The Tea Food of Beijing

I bought a copy of the Japanese essayist Riku Igarashi's "My Shukan" at a used bookstall in the Dong'an market. In the middle of the book, it was said that the confectionery of the tea stores in Beijing was no longer good, and that there were only a few shops, such as Koya in Ueno Yamashita, that made good confectionery, in which the fillings

and the sugar and the fruits were blended together in such a way that one couldn't tell the flavors of each one from the other on one's tongue. When I think of the 250 years of Edo's prosperity during the Tokugawa era, there is certainly a remnant of this kind of enjoyment that has survived to this day, though naturally it is somewhat less than in Kyoto.

Beijing

The capital was built more than 500 years ago, in theory, in terms of food, clothing and housing should be much more subtle achievements, but the actual does not seem to be so,

Lang to the tea and food, we do not know any special taste of the things. Of course, we are not very familiar with the situation in Beijing,

just casually bump into a store to buy a little bit of palpitations to eat, but in terms of the experience of bumping into, there is always no very tasty points

heart to buy. Is it possible that there is no good tea in Beijing, or is it just that there is and we don't know about it? It's not necessarily all about craving

abdominal desire, but it's a big

drawback to live in an ancient capital and not be able to eat the refined or decadent snacks that make up the history of the city. Beijing friends, can you tell me two or three pastry stores that make good dim sum?
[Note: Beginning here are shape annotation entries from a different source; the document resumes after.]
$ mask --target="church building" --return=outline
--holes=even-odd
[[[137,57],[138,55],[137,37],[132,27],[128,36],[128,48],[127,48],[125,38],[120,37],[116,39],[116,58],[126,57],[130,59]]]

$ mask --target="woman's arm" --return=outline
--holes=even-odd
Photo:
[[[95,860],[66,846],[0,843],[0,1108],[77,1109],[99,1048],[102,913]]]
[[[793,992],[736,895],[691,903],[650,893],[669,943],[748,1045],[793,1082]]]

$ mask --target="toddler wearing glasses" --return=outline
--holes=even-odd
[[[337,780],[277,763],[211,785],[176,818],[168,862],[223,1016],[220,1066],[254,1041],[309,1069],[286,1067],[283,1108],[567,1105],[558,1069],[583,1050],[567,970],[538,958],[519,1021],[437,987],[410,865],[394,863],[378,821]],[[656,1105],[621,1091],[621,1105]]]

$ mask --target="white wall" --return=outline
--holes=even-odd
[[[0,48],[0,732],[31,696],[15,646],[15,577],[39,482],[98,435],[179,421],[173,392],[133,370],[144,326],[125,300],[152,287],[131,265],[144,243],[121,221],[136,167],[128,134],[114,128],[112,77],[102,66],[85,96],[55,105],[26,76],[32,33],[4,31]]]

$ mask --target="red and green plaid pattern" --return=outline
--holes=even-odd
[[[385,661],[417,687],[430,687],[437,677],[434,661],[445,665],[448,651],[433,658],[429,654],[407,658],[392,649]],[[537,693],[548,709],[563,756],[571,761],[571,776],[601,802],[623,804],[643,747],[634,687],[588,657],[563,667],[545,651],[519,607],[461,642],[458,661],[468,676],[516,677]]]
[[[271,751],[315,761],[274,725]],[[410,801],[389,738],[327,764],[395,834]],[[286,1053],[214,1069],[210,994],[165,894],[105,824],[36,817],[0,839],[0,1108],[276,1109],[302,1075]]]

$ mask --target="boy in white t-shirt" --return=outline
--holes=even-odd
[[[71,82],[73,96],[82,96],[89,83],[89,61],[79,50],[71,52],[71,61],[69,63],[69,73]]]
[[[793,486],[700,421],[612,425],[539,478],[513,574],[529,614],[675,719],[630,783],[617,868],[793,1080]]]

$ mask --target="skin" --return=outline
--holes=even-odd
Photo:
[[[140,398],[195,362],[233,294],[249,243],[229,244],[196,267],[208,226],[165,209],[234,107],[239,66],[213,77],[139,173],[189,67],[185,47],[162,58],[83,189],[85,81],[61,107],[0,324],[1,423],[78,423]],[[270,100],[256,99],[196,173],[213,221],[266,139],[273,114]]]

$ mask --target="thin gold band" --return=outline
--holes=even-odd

I'm a bit of a sucker for twentieth-century Chinese goods, crude imitations of what is euphemistically called national goods, which have to be sold

more expensively than foreign goods. The new house sells things, they can not help but be a little skeptical, although this seems to be the mouth of the old man

kiss, but in general about the affair of pleasure I am quite superstitious tradition. I walked south of the Xisi Pai Lou and looked at the ten-foot-high one-wood signboard of Yi Fu Zhai

, and couldn't help but be mesmerized, because not only did it indicate that it was an old store before the Boxer Rebellion, but the vague and gloomy

handwriting also aroused my fantasies of a leisurely and rich life of incense burning and sitting in meditation. I have never burned any incense, but I am very interested in

this thing, but finally I dare not go into the incense store, because I am afraid that they have already put flower water and sunlight soap on the incense box

.

We must have a little useless play and pleasure in addition to the necessities of life, in order to make life interesting.

We look at the sunset, look at the river in the fall, look at the flowers, listen to the rain, smell the incense, drink wine that does not seek to quench the thirst, eat snacks that do not seek to be full, are all necessary to live

- although it is a useless decoration, and the more refined the better.

The poor life in China now is extremely

dry and coarse, not to mention, I have been in Beijing for ten years, but I have never eaten a good snack.